Şu kahpelikler ve kahpeler dünyasında; soyuna yurduna ve devletine hizmet aşkıyla dolu kalbinle giriştiğin mücadelede en büyük gücün Tanrı’nın sana müstesna bir bağışı olan damarlarındaki kandır. - Kafalarını Türklük fikir ve şuuru ile dolduracak olan genç Türkçülerin, bu konuda bilmeleri gereken en mühim husus, Türkçülüğün bütün fikir, inanç ve düşüncelerin dışında ve üstünde bulunduğudur. Yani Türkçülük, siyasi olan veya olmayan herhangi bir fikir, inanç veya düşünce ile ne karıştırılabilir, ne de o yolda bir vasıta; bir basamak gibi kullanılabilir. Türkçülüğü, başka bir gaye için bir basamak olarak kullanmak, Türk soyunun ülküsüne karşı bir ihanettir.
- O yılların vatansever ve namuslu Türklerinin çok iyi bildikleri gibi 1944 haçlı seferini tertip edenler, bu ırkın ve bu yurdun can düşmanları sinsilerdi. Açtıkları ihanet bayrağının altında ise, o devrin kanı, ruhu ve kafası bozuk bütün okumuş takımı toplanmışlar ve Türk Milliyetçiliğini hançerleme ihanetinde birbirleriyle yarış etmişlerdi. Ama, Türk Milliyetçiliği, bir avuç namerdin kahpeliği ile kökü kazınabilecek bir fikir değildi. Aylarca sürüp giden ve Türklüğe kin kusan o kampanya sırasında namert ellerin hançerleriyle çok yara almış, fakat yine de ayakta kalmıştı.

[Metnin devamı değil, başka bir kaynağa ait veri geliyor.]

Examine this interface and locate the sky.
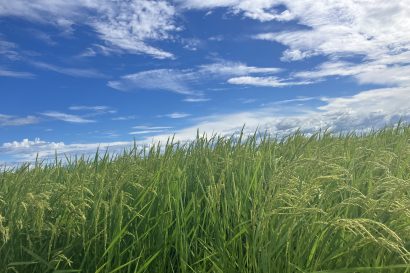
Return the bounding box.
[0,0,410,165]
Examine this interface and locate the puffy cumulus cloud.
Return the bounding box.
[0,0,177,59]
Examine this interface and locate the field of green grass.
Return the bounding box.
[0,126,410,273]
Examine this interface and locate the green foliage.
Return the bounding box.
[0,126,410,273]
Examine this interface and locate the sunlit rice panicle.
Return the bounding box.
[0,125,410,273]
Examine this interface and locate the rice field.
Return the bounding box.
[0,125,410,273]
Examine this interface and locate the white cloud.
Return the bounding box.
[248,0,410,86]
[158,112,191,119]
[42,111,95,123]
[108,61,282,95]
[0,37,20,60]
[129,130,164,135]
[228,76,312,87]
[146,87,410,141]
[30,62,106,78]
[0,0,178,59]
[199,61,282,76]
[0,87,410,161]
[176,0,294,21]
[183,97,211,102]
[0,114,40,127]
[108,69,196,95]
[68,105,117,112]
[132,125,172,130]
[0,138,134,162]
[111,115,137,121]
[0,67,35,79]
[177,0,410,85]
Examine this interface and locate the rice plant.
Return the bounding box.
[0,125,410,273]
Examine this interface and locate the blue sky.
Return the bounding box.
[0,0,410,163]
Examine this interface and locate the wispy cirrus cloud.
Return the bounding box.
[228,76,313,87]
[0,114,40,127]
[0,87,410,162]
[108,61,282,95]
[41,111,96,123]
[108,69,197,95]
[30,61,106,78]
[176,0,410,86]
[68,105,117,114]
[0,0,178,59]
[0,67,35,79]
[158,112,191,119]
[0,138,134,163]
[176,0,294,22]
[0,37,20,60]
[146,87,410,141]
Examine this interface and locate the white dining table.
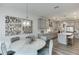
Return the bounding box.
[9,39,46,55]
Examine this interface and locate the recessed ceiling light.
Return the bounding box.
[54,6,59,9]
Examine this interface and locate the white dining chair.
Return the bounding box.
[1,43,7,55]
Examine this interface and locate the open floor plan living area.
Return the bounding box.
[0,3,79,55]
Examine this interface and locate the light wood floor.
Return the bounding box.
[54,39,79,55]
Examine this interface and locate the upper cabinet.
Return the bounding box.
[38,17,48,29]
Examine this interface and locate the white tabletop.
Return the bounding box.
[9,39,46,51]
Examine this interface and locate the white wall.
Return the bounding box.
[0,5,38,52]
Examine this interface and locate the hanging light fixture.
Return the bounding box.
[23,3,30,26]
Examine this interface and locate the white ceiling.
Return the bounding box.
[0,3,26,16]
[28,3,79,17]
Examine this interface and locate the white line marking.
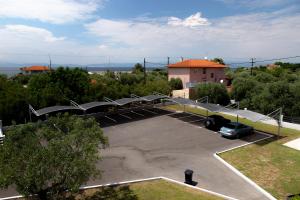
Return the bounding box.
[104,115,117,123]
[119,114,132,119]
[187,119,204,123]
[142,109,158,114]
[177,115,193,119]
[131,111,145,117]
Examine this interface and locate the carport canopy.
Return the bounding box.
[79,101,118,110]
[33,106,82,117]
[140,94,170,101]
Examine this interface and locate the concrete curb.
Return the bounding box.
[0,176,237,200]
[214,132,276,200]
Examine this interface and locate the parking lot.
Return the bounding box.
[0,108,267,199]
[90,109,266,199]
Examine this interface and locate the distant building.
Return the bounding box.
[267,64,280,70]
[20,66,50,74]
[168,60,227,89]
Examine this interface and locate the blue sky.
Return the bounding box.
[0,0,300,64]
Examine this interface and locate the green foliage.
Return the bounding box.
[0,115,107,199]
[132,63,144,74]
[196,83,230,105]
[227,63,300,116]
[28,67,90,108]
[169,78,183,90]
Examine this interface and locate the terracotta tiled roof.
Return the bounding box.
[168,60,226,68]
[20,66,50,71]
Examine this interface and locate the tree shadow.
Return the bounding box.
[85,186,138,200]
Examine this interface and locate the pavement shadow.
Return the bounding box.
[95,108,172,128]
[85,186,138,200]
[169,112,206,127]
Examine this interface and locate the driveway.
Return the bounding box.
[0,109,267,200]
[91,108,267,200]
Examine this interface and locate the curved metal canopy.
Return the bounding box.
[79,101,117,110]
[34,106,82,117]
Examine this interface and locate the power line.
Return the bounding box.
[228,56,300,65]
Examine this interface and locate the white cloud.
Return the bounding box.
[168,12,210,28]
[1,25,65,43]
[0,0,103,24]
[0,11,300,64]
[218,0,297,8]
[86,12,300,58]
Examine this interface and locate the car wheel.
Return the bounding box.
[205,120,212,128]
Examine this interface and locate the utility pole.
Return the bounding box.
[144,58,146,85]
[48,54,52,71]
[251,58,255,76]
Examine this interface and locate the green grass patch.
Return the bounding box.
[166,105,300,199]
[76,180,223,200]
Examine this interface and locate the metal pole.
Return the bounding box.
[277,108,282,137]
[28,106,32,122]
[144,58,146,84]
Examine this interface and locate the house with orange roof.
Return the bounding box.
[168,60,227,89]
[20,66,50,74]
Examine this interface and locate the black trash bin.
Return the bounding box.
[184,169,194,185]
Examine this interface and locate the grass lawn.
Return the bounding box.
[76,180,222,200]
[166,105,300,199]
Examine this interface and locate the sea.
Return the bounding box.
[0,67,164,77]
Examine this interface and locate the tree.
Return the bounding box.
[0,115,107,200]
[169,78,183,90]
[211,58,225,65]
[196,83,230,105]
[132,63,144,74]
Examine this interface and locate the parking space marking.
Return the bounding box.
[131,111,145,117]
[187,119,205,123]
[104,115,117,123]
[119,114,132,119]
[177,115,194,119]
[142,109,158,114]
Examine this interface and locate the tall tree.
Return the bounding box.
[196,83,230,105]
[0,115,107,200]
[132,63,144,74]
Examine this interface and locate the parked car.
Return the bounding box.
[219,122,254,138]
[204,115,231,131]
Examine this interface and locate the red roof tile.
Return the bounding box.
[168,60,226,68]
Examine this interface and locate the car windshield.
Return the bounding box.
[224,124,235,129]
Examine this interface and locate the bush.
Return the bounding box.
[196,83,230,105]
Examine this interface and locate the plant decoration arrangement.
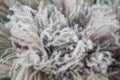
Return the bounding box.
[0,0,120,80]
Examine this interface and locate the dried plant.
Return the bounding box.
[0,0,120,80]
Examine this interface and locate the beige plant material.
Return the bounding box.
[0,0,120,80]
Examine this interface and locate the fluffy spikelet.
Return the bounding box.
[0,0,120,80]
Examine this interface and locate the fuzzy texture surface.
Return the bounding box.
[0,0,120,80]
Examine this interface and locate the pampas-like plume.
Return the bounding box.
[0,0,120,80]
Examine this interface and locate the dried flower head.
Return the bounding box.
[0,0,120,80]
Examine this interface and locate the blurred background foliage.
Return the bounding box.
[0,0,120,23]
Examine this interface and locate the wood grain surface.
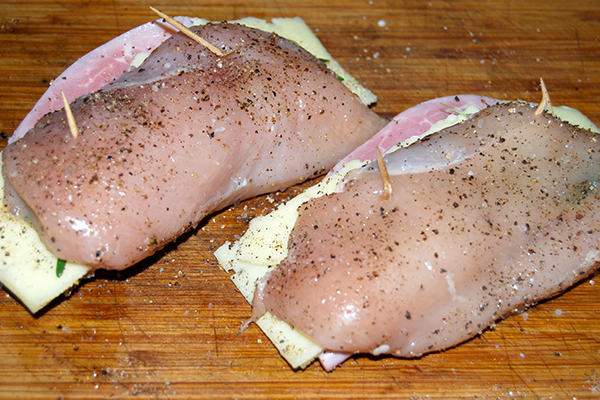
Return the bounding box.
[0,0,600,400]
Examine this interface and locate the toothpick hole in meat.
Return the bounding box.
[60,90,79,139]
[375,147,392,201]
[535,78,553,115]
[150,7,229,57]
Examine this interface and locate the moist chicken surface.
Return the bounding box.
[3,23,384,269]
[253,103,600,357]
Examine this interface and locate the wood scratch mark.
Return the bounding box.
[212,310,219,357]
[575,28,585,72]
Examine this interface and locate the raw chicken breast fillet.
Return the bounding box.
[253,103,600,357]
[3,23,384,269]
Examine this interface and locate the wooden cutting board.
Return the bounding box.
[0,0,600,399]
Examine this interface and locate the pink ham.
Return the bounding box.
[9,17,199,143]
[3,23,384,269]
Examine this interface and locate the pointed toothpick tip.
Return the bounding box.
[60,90,79,139]
[150,6,227,57]
[375,147,392,201]
[535,78,554,115]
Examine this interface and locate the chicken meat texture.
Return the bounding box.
[3,23,385,269]
[253,103,600,357]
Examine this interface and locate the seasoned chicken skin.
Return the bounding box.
[253,103,600,357]
[3,23,384,269]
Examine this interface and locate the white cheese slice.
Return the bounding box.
[0,17,377,314]
[0,153,90,313]
[215,102,600,368]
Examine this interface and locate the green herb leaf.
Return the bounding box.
[440,103,469,118]
[56,258,67,278]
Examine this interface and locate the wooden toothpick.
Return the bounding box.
[60,90,79,139]
[150,7,224,56]
[535,78,553,115]
[375,147,392,200]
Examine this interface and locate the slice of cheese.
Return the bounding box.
[0,17,377,314]
[0,153,90,313]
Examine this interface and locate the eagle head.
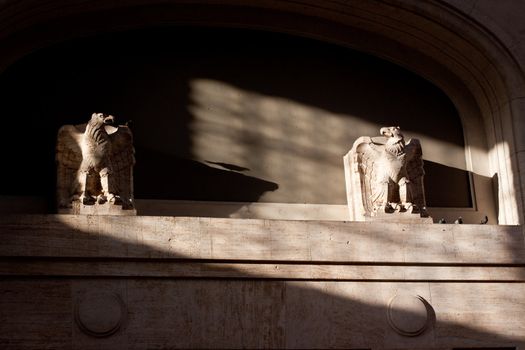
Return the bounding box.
[91,113,115,125]
[379,126,405,156]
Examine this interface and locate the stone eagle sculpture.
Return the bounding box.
[345,126,428,220]
[56,113,135,213]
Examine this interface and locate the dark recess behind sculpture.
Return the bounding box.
[0,27,472,207]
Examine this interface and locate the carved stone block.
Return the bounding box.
[344,126,432,223]
[56,113,136,215]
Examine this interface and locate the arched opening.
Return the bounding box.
[0,2,521,223]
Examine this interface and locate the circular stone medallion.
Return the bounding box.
[388,295,429,337]
[75,292,125,337]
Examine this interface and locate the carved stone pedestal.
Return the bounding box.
[58,201,137,215]
[363,212,433,224]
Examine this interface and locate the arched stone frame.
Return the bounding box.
[0,0,525,224]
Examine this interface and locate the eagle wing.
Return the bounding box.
[108,125,135,209]
[55,124,86,208]
[354,136,385,216]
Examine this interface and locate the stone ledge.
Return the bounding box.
[0,215,525,265]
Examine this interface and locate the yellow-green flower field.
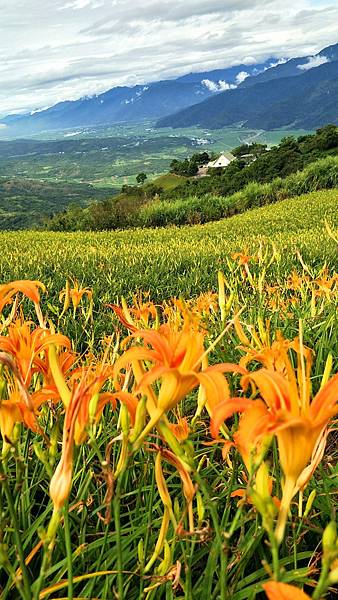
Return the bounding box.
[0,190,338,600]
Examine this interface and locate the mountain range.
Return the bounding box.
[0,44,338,136]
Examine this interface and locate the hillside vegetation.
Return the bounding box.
[46,125,338,231]
[0,190,338,308]
[158,59,338,129]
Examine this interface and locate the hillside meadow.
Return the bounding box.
[0,189,338,600]
[0,189,338,302]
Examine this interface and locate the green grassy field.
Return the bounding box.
[0,190,338,301]
[0,189,338,600]
[0,190,338,600]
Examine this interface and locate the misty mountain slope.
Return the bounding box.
[0,58,286,136]
[241,44,338,87]
[157,61,338,129]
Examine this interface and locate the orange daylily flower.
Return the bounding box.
[114,324,245,438]
[211,338,338,542]
[70,364,116,445]
[0,320,70,387]
[262,581,310,600]
[169,417,189,442]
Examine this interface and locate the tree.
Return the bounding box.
[136,173,147,185]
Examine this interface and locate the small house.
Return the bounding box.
[207,152,236,169]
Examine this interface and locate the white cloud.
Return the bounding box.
[264,58,288,71]
[201,79,237,92]
[0,0,338,115]
[297,55,329,71]
[236,71,250,85]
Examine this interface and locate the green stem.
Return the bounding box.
[194,471,228,600]
[113,476,123,600]
[139,469,155,600]
[269,531,279,581]
[33,546,50,600]
[64,502,73,600]
[312,563,330,600]
[1,472,32,600]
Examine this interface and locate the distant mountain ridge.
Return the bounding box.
[157,44,338,130]
[0,44,338,136]
[0,58,276,134]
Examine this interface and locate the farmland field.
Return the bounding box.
[0,123,312,229]
[0,189,338,600]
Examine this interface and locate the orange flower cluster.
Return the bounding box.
[0,276,338,600]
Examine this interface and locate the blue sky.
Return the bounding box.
[0,0,338,115]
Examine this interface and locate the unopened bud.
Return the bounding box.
[196,492,205,525]
[304,490,316,519]
[137,538,144,563]
[323,521,337,554]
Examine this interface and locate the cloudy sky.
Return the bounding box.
[0,0,338,115]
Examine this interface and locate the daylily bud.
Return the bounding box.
[49,456,72,511]
[304,490,316,519]
[323,521,337,554]
[137,538,144,563]
[157,540,172,576]
[120,403,130,437]
[174,496,181,521]
[130,396,147,443]
[196,492,205,525]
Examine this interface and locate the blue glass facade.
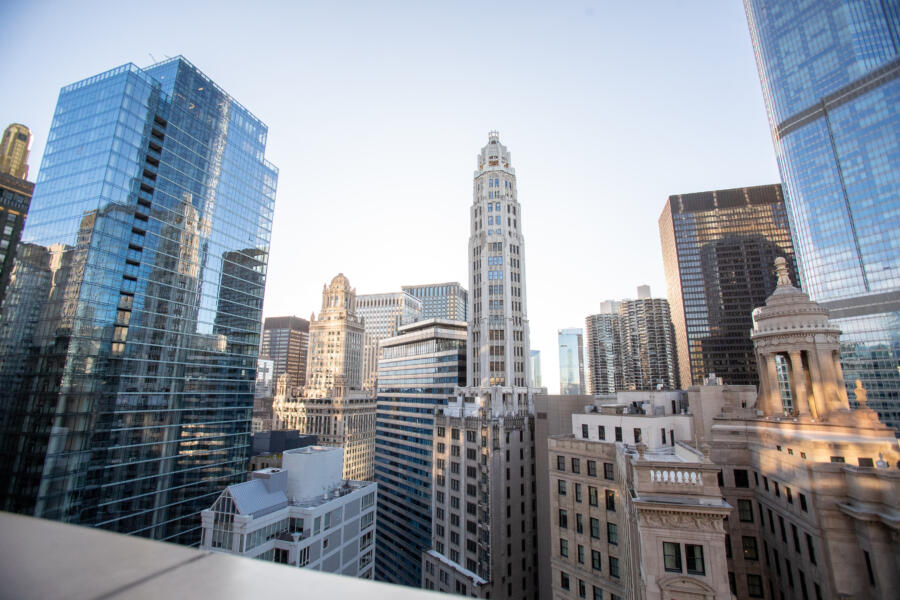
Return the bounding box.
[744,0,900,427]
[0,57,278,543]
[375,319,466,587]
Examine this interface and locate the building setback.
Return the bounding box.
[200,446,378,579]
[272,273,375,481]
[744,0,900,430]
[557,328,585,396]
[356,292,422,393]
[422,132,538,599]
[659,185,796,387]
[0,57,278,544]
[375,319,466,587]
[401,281,469,321]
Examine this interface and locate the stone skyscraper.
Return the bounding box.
[0,56,278,543]
[422,132,538,598]
[272,273,375,480]
[744,0,900,429]
[0,123,31,179]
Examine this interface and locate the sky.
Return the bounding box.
[0,0,780,393]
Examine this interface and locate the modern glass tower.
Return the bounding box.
[744,0,900,427]
[0,57,278,543]
[557,328,584,395]
[375,319,466,587]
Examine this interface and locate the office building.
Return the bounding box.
[530,350,543,388]
[259,316,309,386]
[0,123,31,179]
[422,132,538,599]
[375,319,466,587]
[401,281,469,321]
[356,292,422,394]
[200,446,378,579]
[0,172,34,306]
[272,273,375,481]
[659,185,796,387]
[557,329,585,396]
[0,57,278,544]
[744,0,900,428]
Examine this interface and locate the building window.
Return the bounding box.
[741,535,759,560]
[663,542,681,573]
[738,499,753,523]
[747,574,763,598]
[684,544,706,575]
[603,463,616,481]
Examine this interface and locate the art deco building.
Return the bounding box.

- Mücadelemiz, Milliyetçilik yumruğunun, içteki ve dıştaki Türkçülük düşmanı kuvvetlerin kafalarında bir atom bombası gibi patladığı güne kadar devam edecektir.
- Türk’ün Türklük için yaşayan çocukları var oldukça, Türk Bayrağı Türk göklerinde nasıl dalgalanacaksa; ulu atamız Oğuz Kağan’a yol gösteren ve Türk’ü Ergenekon’dan çıkarıp büyük yurduna kavuşturan bozkurt da öyle yaşayacaktır. Çünkü bozkurt, Türk demektir. Türklük var oldukça, O’nu meydana getiren maddi ve manevi bütün unsurlar da var olacaktır.
- Ulu Tanrı, Türkleri, bir bütün, bir millet olarak yaratmıştır. Bu bütün, yıllar var, parçalanmış bir haldedir. Türk, eğer Türk ise, bu Tanrı iradesini yeniden bir gerçek haline getirecektir.
- Bozkurt, Türk soyunun hayatında ve milli varlığında, karanlık gecelerin yolcularına yol gösteren Çoban Yıldızı gibi büyük bir kılavuzdur. TÜRK’e kastı olanlar O’na düşmanlık edebilirler Sadece mideleri için yaşayanlar veya ihtiraslarına esir bulunanlar, bozkurtu horlayabilirler. Fakat, hayatın manasını, millet ve atan için mücadele diye kabul eden, bu yüksek ruha erişmiş ve bu ruhla Türklük yolunda mücadeleyi varlıklarının tek manası bilenler için, bozkurt, bayrak gibi, sancak gibi büyük bir manadır. Bayrağı bir bez parçası sayan adi yaratıkla bozkurta it diyebilen fikri sapık arasında ne fark vardır? Turgut46 ✉ 14:30, 4 Ocak 2017 (UTC)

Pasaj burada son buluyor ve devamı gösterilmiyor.